Some of the other sites we were to visit were the American War Memorial and Cemetery where more than 3300 white crosses bear witness to some of the American servicemen killed in Europe in World War 2. Included on the wall of remembrance are Glenn Miller and Joseph Kennedy. We visited the round Church of the Holy Sepulchre, built in 1138 and one of only 5 round churches in existence, and drove past the College Library which contains over 4 million books on 86 miles of shelves.
Around midday, we got off the bus and hired a punt and spent an hour on the calm and peaceful waters of the Cam, along behind the colleges – this area is known as The Backs. After a lazy hour of punting we had a shandy in a nearby pub then caught the bus for another 2 hours of getting on and off looking at the hundreds of lovely old buildings.
We got off for the last time outside St Mary’s Church and climbed to the top of the tower where we had an impressive view out over the old university town. Then we wandered down a back alley to get to St John’s Chapel. What a wonderful building. We were both or struck by the beauty of it – a huge rectangular gallery with the only partition being a wooden bridge halfway along where the huge organ was mounted. The sunlight streamed through the huge stained glass window on the western end of the chapel and the huge columns rose up to fan-shaped vaults 80 feet above. The acoustics were perfect.
From there we wandered the streets and bought a pizza for tea which we ate after having to move from one park to another after being accosted of by drunken, foul-mouthed beggars.
After our feast of pizza, garlic bread and Coke we cycled round nearly empty streets back to the river, where we bought a drink each at the pub and sat outside on the banks of the river and watched the punts and ducks drift slowly by as the sun set lower and lower behind the skyline.

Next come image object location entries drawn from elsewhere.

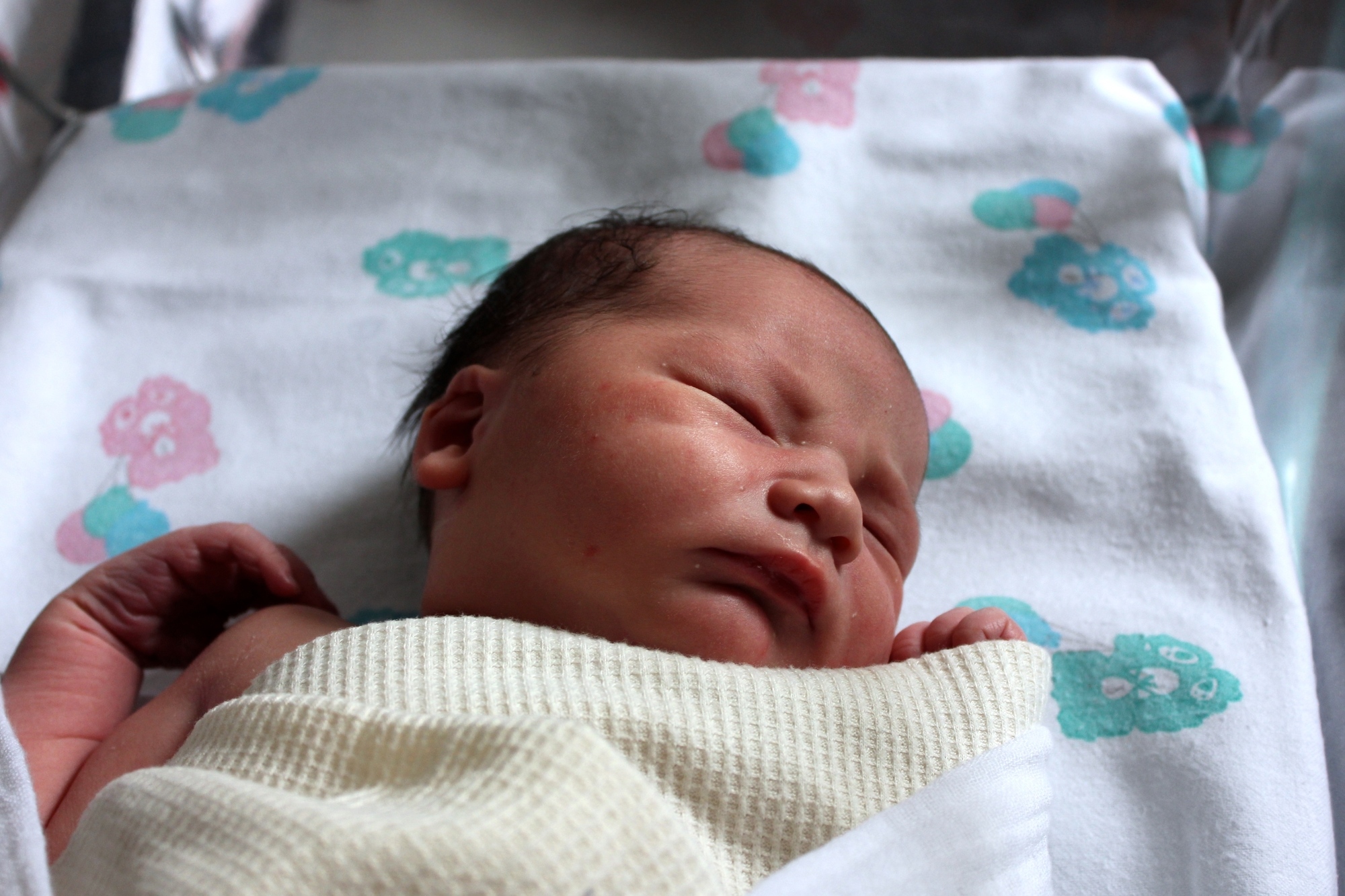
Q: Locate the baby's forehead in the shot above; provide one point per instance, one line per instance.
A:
(718, 276)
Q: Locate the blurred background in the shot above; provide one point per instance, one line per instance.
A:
(126, 50)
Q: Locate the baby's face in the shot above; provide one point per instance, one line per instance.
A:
(732, 479)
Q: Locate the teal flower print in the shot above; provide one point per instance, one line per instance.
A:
(1152, 682)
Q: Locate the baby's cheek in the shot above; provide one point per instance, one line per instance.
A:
(875, 607)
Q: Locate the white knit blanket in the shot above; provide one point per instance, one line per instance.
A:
(490, 756)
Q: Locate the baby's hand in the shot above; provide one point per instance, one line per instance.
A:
(954, 628)
(76, 674)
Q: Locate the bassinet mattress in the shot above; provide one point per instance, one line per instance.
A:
(216, 304)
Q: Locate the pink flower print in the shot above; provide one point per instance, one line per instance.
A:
(76, 544)
(818, 92)
(938, 408)
(165, 428)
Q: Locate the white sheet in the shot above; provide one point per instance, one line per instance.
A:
(977, 830)
(24, 852)
(1100, 471)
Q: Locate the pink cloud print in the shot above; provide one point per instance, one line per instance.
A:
(158, 436)
(813, 92)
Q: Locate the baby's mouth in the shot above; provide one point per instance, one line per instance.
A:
(792, 580)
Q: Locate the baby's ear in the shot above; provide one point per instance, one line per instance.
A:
(443, 454)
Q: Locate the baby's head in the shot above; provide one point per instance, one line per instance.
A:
(666, 435)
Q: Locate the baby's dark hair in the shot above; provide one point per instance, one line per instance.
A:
(586, 272)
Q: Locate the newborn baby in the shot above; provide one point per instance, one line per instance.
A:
(650, 431)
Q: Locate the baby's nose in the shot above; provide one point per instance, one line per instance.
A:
(829, 510)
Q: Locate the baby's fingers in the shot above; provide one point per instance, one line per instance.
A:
(909, 643)
(258, 557)
(989, 623)
(938, 634)
(310, 592)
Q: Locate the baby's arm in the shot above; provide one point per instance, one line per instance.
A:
(76, 674)
(155, 732)
(954, 628)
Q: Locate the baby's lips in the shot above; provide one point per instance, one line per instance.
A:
(792, 579)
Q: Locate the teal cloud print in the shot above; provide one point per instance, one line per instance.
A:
(950, 443)
(754, 142)
(1152, 682)
(419, 264)
(1176, 116)
(1235, 149)
(150, 119)
(247, 96)
(1108, 288)
(1038, 630)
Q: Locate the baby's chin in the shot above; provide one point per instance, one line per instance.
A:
(722, 626)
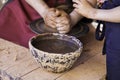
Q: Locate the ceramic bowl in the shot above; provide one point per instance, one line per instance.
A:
(55, 52)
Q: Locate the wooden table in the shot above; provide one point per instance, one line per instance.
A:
(18, 62)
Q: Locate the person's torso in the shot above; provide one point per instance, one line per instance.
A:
(112, 29)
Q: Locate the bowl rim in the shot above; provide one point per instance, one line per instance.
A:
(80, 44)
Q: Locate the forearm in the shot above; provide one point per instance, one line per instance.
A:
(110, 15)
(39, 5)
(75, 17)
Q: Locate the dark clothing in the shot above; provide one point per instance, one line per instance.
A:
(15, 18)
(112, 44)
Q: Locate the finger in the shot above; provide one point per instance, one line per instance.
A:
(77, 1)
(51, 23)
(63, 20)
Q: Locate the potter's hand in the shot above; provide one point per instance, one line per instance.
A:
(50, 17)
(83, 7)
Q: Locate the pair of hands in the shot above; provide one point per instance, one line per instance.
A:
(58, 19)
(84, 7)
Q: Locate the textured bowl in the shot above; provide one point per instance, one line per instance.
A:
(55, 52)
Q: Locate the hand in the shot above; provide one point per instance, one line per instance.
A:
(50, 17)
(83, 7)
(63, 22)
(59, 19)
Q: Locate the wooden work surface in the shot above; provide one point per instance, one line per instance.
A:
(18, 62)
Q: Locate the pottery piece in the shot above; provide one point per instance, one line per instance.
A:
(55, 52)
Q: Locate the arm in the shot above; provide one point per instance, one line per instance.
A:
(84, 8)
(75, 16)
(39, 5)
(111, 15)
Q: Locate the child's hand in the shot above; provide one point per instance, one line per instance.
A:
(50, 17)
(83, 7)
(58, 19)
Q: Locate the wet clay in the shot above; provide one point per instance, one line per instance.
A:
(55, 46)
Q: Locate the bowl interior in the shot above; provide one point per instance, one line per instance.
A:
(59, 44)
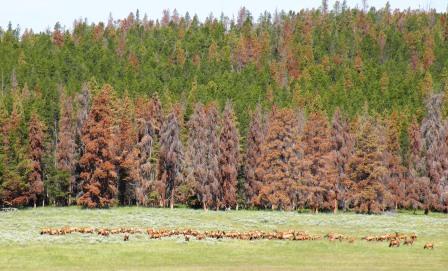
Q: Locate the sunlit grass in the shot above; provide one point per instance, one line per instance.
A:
(23, 248)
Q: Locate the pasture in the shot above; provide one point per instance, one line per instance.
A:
(23, 248)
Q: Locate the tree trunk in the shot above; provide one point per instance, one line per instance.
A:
(172, 199)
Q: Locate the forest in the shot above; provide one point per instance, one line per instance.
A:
(329, 109)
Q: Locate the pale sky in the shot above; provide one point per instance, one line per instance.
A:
(42, 14)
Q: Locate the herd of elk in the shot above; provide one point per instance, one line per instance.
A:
(187, 233)
(336, 236)
(394, 239)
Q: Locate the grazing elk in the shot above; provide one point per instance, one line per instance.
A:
(428, 246)
(394, 243)
(408, 241)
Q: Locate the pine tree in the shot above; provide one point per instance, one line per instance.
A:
(367, 171)
(343, 145)
(66, 146)
(395, 181)
(320, 164)
(254, 141)
(82, 108)
(155, 113)
(36, 152)
(126, 155)
(279, 166)
(417, 192)
(203, 154)
(170, 157)
(17, 164)
(145, 142)
(434, 134)
(228, 157)
(98, 169)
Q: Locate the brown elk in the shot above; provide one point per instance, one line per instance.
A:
(394, 243)
(408, 241)
(428, 246)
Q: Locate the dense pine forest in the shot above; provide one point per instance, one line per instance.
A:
(325, 109)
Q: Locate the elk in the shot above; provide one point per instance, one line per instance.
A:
(409, 241)
(394, 243)
(429, 246)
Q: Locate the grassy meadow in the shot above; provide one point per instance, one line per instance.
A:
(23, 248)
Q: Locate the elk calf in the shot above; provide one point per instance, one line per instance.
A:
(394, 243)
(429, 246)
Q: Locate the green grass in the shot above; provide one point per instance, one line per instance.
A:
(23, 248)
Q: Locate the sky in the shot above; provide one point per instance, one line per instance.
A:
(43, 14)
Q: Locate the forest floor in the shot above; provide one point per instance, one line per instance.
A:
(23, 248)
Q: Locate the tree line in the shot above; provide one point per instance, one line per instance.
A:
(113, 150)
(360, 89)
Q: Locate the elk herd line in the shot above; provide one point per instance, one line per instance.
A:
(395, 239)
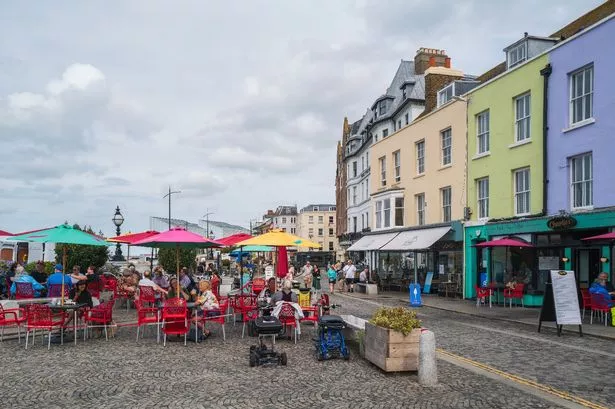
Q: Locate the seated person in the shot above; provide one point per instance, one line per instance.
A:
(80, 294)
(285, 294)
(57, 278)
(39, 274)
(172, 292)
(599, 287)
(146, 281)
(159, 278)
(76, 275)
(127, 284)
(265, 296)
(208, 305)
(22, 276)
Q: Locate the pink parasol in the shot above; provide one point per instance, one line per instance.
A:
(177, 238)
(234, 239)
(603, 237)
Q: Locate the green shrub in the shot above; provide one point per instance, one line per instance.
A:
(396, 318)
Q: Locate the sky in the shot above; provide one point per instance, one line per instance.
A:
(237, 104)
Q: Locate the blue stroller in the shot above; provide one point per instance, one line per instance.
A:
(330, 342)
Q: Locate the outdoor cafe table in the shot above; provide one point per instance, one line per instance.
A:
(67, 308)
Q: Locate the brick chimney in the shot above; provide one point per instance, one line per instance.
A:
(429, 57)
(437, 78)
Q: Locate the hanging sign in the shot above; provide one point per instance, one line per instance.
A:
(561, 222)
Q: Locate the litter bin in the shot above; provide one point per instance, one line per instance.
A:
(414, 291)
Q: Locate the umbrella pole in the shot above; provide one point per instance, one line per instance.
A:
(177, 261)
(63, 270)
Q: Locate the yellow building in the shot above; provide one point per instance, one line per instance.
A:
(417, 189)
(317, 223)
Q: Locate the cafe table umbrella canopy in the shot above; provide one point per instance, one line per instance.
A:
(234, 239)
(62, 234)
(130, 238)
(177, 238)
(506, 242)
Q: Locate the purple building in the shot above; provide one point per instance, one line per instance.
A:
(581, 149)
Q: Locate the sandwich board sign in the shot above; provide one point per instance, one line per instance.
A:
(561, 301)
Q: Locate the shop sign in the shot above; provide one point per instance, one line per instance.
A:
(561, 222)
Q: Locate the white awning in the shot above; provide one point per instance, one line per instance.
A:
(416, 239)
(372, 242)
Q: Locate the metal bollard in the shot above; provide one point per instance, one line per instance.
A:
(428, 371)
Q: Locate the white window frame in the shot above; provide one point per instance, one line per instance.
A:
(586, 96)
(519, 53)
(482, 133)
(397, 165)
(446, 94)
(420, 209)
(446, 197)
(585, 183)
(420, 157)
(396, 209)
(446, 140)
(386, 212)
(523, 126)
(521, 186)
(482, 197)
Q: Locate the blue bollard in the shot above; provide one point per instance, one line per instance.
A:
(415, 295)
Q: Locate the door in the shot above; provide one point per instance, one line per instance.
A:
(587, 266)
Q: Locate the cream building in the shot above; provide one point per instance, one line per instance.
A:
(417, 188)
(317, 223)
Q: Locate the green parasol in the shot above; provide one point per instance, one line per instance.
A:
(62, 234)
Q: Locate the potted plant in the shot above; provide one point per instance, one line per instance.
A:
(392, 339)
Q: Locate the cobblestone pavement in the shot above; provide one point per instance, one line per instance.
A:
(215, 374)
(581, 366)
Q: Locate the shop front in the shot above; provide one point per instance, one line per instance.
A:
(557, 242)
(405, 256)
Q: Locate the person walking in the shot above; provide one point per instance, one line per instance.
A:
(332, 275)
(316, 281)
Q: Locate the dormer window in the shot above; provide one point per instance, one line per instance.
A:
(517, 54)
(383, 107)
(446, 94)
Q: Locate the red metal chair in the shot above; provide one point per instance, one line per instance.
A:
(175, 318)
(55, 291)
(600, 304)
(147, 294)
(482, 294)
(102, 314)
(514, 293)
(220, 319)
(24, 291)
(587, 300)
(10, 317)
(287, 318)
(39, 316)
(247, 306)
(147, 316)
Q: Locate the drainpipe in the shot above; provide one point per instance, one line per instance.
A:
(545, 72)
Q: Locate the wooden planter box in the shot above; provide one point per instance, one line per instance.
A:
(390, 350)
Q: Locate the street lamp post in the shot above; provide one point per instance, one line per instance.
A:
(169, 195)
(118, 219)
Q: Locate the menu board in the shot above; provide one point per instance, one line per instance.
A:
(565, 296)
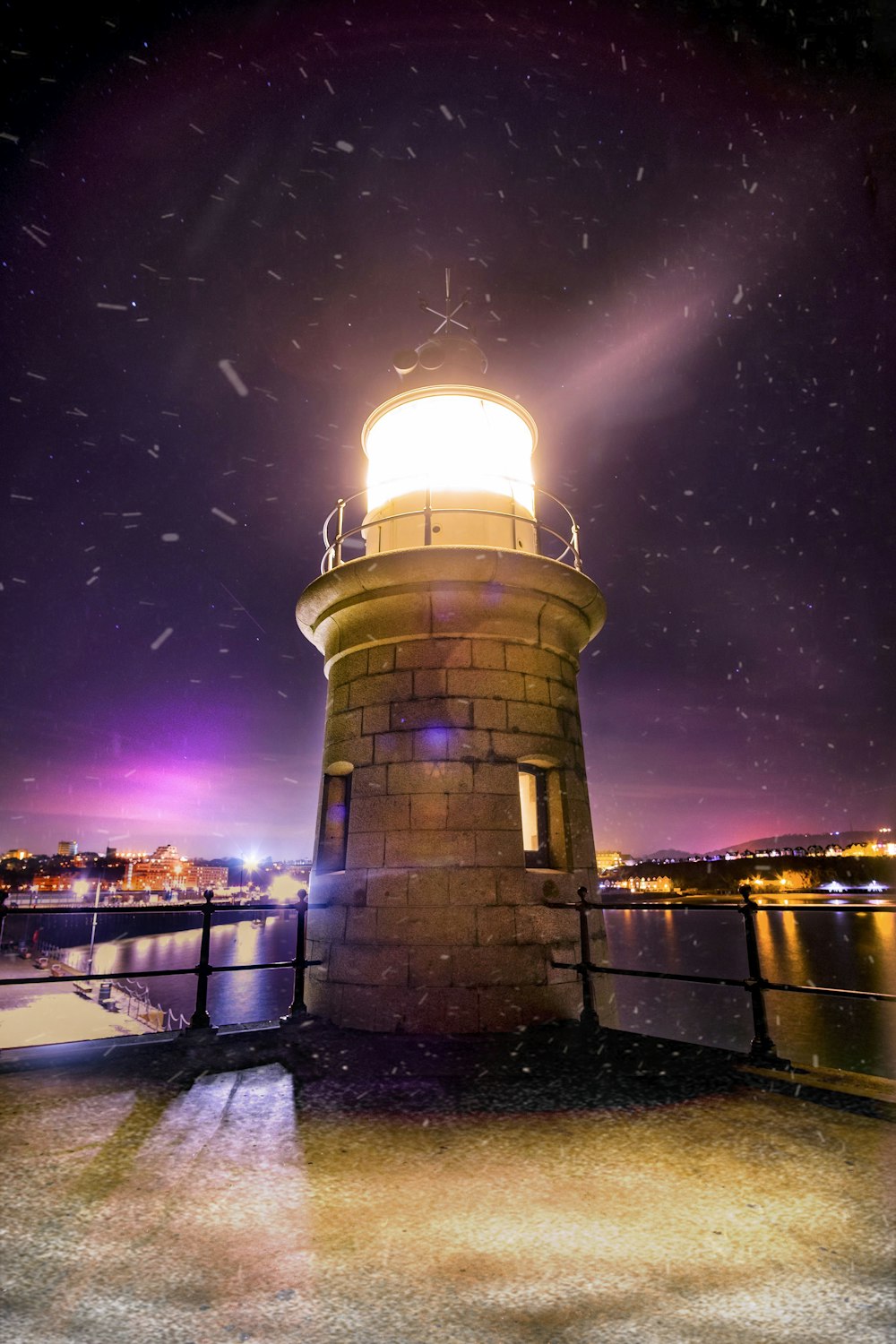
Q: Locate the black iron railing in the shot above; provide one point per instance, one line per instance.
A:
(339, 537)
(203, 969)
(762, 1047)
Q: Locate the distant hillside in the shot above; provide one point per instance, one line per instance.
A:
(802, 841)
(780, 874)
(665, 854)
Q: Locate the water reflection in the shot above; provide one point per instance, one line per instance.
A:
(833, 948)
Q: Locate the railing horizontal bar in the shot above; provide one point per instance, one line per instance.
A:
(721, 905)
(118, 975)
(825, 991)
(645, 905)
(96, 975)
(657, 975)
(719, 980)
(188, 906)
(257, 965)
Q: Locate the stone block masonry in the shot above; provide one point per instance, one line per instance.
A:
(437, 924)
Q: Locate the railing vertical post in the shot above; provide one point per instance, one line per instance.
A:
(338, 543)
(762, 1047)
(573, 539)
(589, 1018)
(297, 1008)
(427, 518)
(201, 1018)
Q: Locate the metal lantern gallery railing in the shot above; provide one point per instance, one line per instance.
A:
(346, 530)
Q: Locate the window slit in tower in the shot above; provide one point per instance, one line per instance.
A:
(533, 811)
(333, 836)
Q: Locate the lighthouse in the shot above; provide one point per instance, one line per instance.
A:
(450, 612)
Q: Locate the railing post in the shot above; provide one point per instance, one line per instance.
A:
(589, 1018)
(427, 518)
(297, 1008)
(338, 543)
(762, 1047)
(201, 1018)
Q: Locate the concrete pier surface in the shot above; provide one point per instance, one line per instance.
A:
(320, 1185)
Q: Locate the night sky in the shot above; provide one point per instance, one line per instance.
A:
(676, 225)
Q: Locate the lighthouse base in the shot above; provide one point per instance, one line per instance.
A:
(452, 693)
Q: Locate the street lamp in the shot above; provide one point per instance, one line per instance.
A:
(246, 866)
(81, 892)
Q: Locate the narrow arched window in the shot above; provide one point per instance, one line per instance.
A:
(533, 814)
(333, 833)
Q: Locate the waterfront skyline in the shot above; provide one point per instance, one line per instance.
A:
(677, 238)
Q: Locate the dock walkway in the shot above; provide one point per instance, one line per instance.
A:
(327, 1187)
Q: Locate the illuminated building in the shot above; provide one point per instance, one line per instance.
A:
(166, 868)
(450, 616)
(611, 859)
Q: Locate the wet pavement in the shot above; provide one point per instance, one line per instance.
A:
(320, 1185)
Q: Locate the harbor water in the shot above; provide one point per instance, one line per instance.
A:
(825, 946)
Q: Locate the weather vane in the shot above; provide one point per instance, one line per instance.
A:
(447, 316)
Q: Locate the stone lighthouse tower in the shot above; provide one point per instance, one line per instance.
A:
(450, 612)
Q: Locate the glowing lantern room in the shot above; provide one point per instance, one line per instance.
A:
(449, 464)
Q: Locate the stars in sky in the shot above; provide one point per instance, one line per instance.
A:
(677, 233)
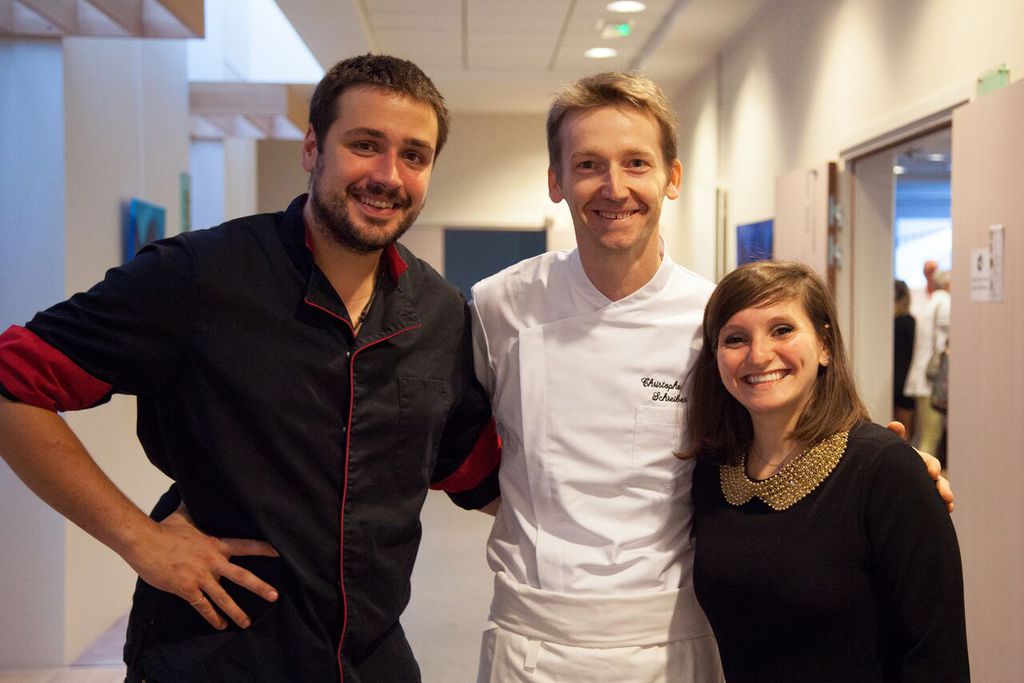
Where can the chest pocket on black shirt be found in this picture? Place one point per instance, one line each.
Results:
(423, 404)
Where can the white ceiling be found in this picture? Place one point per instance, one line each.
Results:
(512, 55)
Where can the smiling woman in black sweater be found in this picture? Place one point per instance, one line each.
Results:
(823, 552)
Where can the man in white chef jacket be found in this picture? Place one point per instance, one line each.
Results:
(584, 354)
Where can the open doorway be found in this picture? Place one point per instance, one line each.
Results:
(900, 219)
(922, 258)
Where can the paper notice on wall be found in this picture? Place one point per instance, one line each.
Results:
(981, 274)
(996, 244)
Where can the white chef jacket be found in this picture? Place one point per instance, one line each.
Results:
(588, 397)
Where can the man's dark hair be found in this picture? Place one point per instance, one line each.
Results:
(379, 71)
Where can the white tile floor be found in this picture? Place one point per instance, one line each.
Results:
(451, 597)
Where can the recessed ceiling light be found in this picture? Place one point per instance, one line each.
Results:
(615, 30)
(626, 6)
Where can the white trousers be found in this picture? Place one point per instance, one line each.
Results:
(543, 637)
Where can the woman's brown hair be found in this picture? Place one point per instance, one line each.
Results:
(719, 427)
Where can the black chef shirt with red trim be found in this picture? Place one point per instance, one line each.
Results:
(275, 424)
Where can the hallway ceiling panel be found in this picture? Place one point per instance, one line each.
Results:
(512, 55)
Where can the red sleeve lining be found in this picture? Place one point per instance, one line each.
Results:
(38, 374)
(482, 460)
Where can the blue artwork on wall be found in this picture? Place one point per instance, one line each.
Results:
(144, 223)
(754, 242)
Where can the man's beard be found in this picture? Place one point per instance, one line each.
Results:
(332, 212)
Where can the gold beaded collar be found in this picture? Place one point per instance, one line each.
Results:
(798, 478)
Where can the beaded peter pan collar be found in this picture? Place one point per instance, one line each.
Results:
(798, 478)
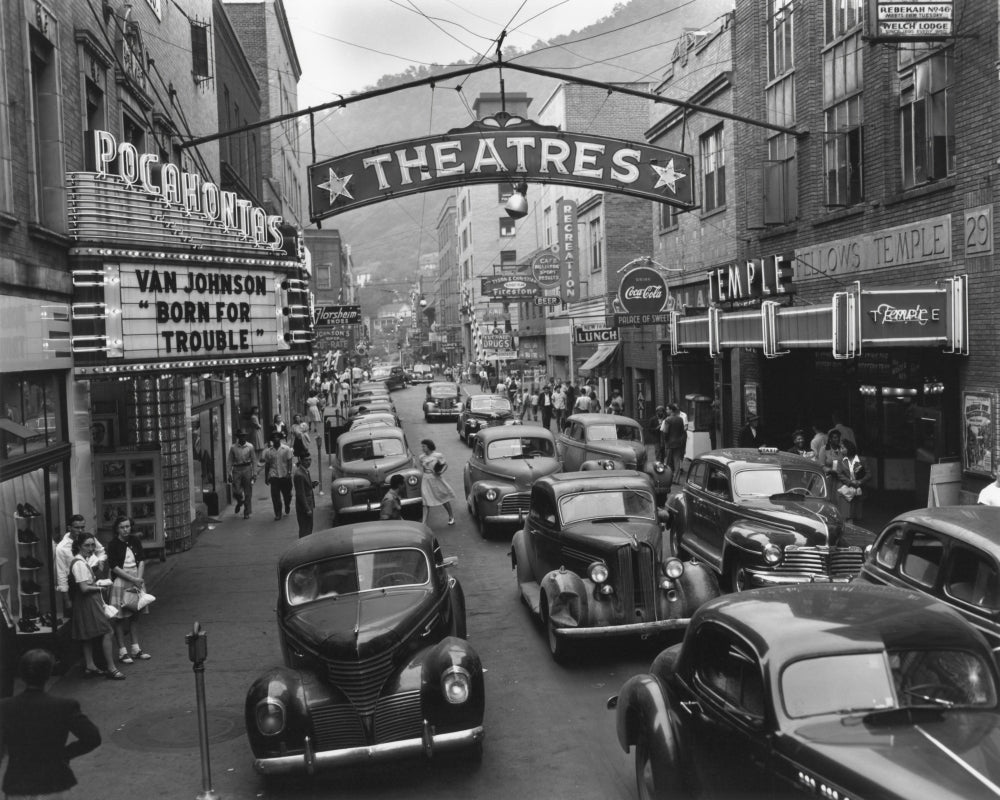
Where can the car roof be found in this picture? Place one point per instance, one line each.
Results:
(357, 537)
(749, 456)
(590, 418)
(594, 479)
(514, 432)
(369, 432)
(976, 525)
(791, 622)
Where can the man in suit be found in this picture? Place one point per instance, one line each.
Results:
(34, 726)
(305, 502)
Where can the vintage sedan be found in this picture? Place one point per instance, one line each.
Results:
(610, 441)
(376, 667)
(364, 462)
(505, 462)
(590, 561)
(762, 518)
(950, 553)
(442, 401)
(481, 411)
(829, 691)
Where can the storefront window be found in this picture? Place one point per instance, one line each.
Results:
(33, 403)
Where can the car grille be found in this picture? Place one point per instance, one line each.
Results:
(515, 503)
(636, 582)
(361, 681)
(833, 562)
(373, 494)
(338, 725)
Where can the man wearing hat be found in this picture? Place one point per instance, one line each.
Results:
(278, 464)
(242, 472)
(750, 433)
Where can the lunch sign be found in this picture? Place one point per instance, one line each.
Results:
(499, 149)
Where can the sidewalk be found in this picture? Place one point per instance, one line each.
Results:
(148, 722)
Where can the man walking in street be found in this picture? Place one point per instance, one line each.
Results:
(391, 507)
(305, 502)
(278, 465)
(243, 472)
(34, 727)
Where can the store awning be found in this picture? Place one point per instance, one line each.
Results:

Our day in Cambridge was at an end and we biked back to the station and caught the train back to Broxbourne. It was cold and dark when we arrived so we left our bikes at the station and got a taxi home.
Here are a few interesting bits from the history of East Anglia.
- BURY ST-EDMONDS AND MAGNA CARTA. Bury St Edmunds is named after King Edmund of Anglia who was martyred in 870 by the Danes for his Christian beliefs. The 15th of June 1215 is rightly regarded as one of the most notable dates in the history of the world. Those who gathered at the high altar in the great Abbey church in November of the previous year could hardly of known the consequences that were to flow from their proceedings. The granting of Magna Carta at Runnymede marked the road to individual freedom, parliamentary democracy and the supremacy of the law.
The principles of Magna Carta which had their foundation at Bury St Edmunds and have been developed over the centuries by the common law, are the Heritage not only of those who live in these Islands, but of countless millions of races and Creeds throughout the world.
- CROMWELL (LORD PROTECTOR OF ENGLAND) Oliver Cromwell was born of middle-class parents on April 25th 1599 in the last year’s of the reign of Elizabeth the First. Born in Huntingdon, where he went to the free Grammar School ( along with Samuel Pepys) Oliver afterwards spent a year at Cambridge University (1616 Sydney Sussex College) before completing his education at the Inns of Court, London.
General Ireton, although born in Nottinghamshire, when the Civil War broke out, raised a troop of horse and in 1643 served with Cromwell in East Anglia. One of the most famous quotes from Cromwell was “it is an odd thing Mr Ireton, that every man who wages war believes God is on his side. I’ll warrant God must often wonder who is on his!”